L’association Champ Libre (http://www.champlibre.org/), à l’origine de cette publication, a par ailleurs publié un appel que je copie-colle ci-dessous, avant la présentation du Manifeste.
Sciences sociales, sciences critiques
Les sciences sociales n’ont jamais été aussi nécessaires. Elles n’ont jamais été aussi menacées. Non de disparaître mais, plus sournoisement, d’être anesthésiées dans ce qui est à leur fondement, la critique, critique sociale et critique théorique sans lesquelles il n’est de sciences sociales dignes de ce nom.
Bureaucratisation de la vie académique, routinisation des procédures de recherches, précarisation des moyens scientifiques, prolétarisation des acteurs de la recherche, marchandisation des biens intellectuels, les conditions de production et de diffusion des sciences sociales ne cessent de se dégrader. Leur identité est en jeu que ce soit dans les institutions d’enseignement (lycée, université), organismes de recherche, ou sur les rayons des bibliothèques ou de librairie.

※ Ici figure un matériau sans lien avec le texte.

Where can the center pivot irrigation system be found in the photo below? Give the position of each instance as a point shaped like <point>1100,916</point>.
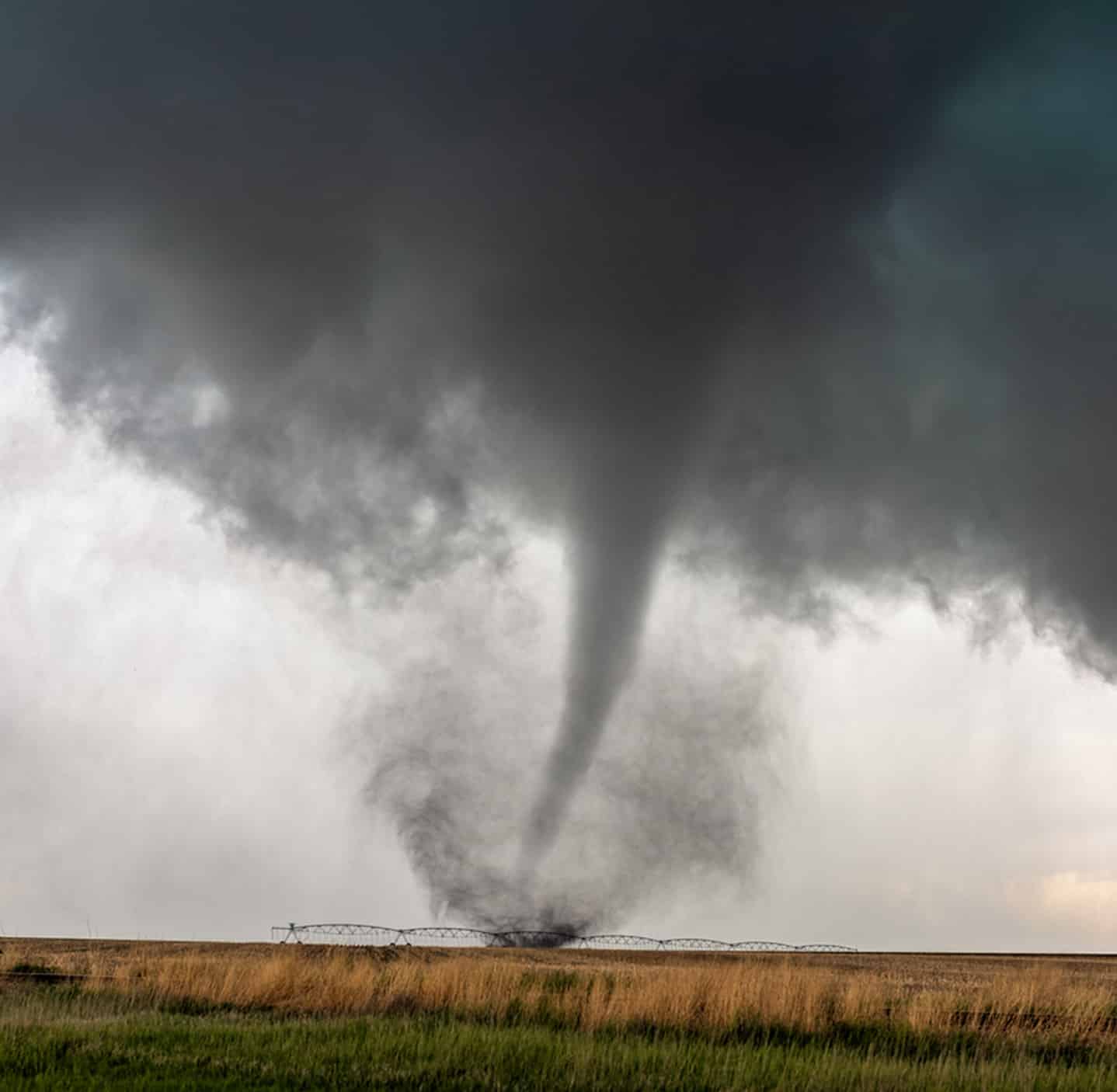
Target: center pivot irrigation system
<point>461,937</point>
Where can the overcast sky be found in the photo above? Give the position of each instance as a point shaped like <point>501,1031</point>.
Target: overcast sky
<point>179,755</point>
<point>634,466</point>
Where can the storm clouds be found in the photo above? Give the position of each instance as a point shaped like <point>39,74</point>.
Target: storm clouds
<point>788,295</point>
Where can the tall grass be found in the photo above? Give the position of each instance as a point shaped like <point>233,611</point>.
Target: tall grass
<point>1022,1002</point>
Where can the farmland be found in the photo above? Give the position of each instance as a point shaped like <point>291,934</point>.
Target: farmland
<point>115,1014</point>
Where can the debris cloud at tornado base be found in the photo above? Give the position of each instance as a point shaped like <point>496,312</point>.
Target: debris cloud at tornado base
<point>813,295</point>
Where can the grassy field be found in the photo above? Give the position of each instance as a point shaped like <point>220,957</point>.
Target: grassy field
<point>163,1016</point>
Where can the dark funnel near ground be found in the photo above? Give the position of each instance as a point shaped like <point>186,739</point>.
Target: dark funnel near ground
<point>811,291</point>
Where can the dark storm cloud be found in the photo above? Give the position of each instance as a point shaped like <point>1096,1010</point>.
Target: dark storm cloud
<point>820,290</point>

La définition même du travail scientifique est en cause : construction des objets de recherche, élaboration des instruments d’analyse (problématique, concepts, méthodes), démarche comparative dans l’espace et dans le temps, réflexivité fondée sur la connaissance des fondements sociaux et épistémologiques des disciplines et des formes de pensée. Ces procédés, ces procédures, ces argumentaires trouvent de moins en moins leur place, notamment sur le marché éditorial.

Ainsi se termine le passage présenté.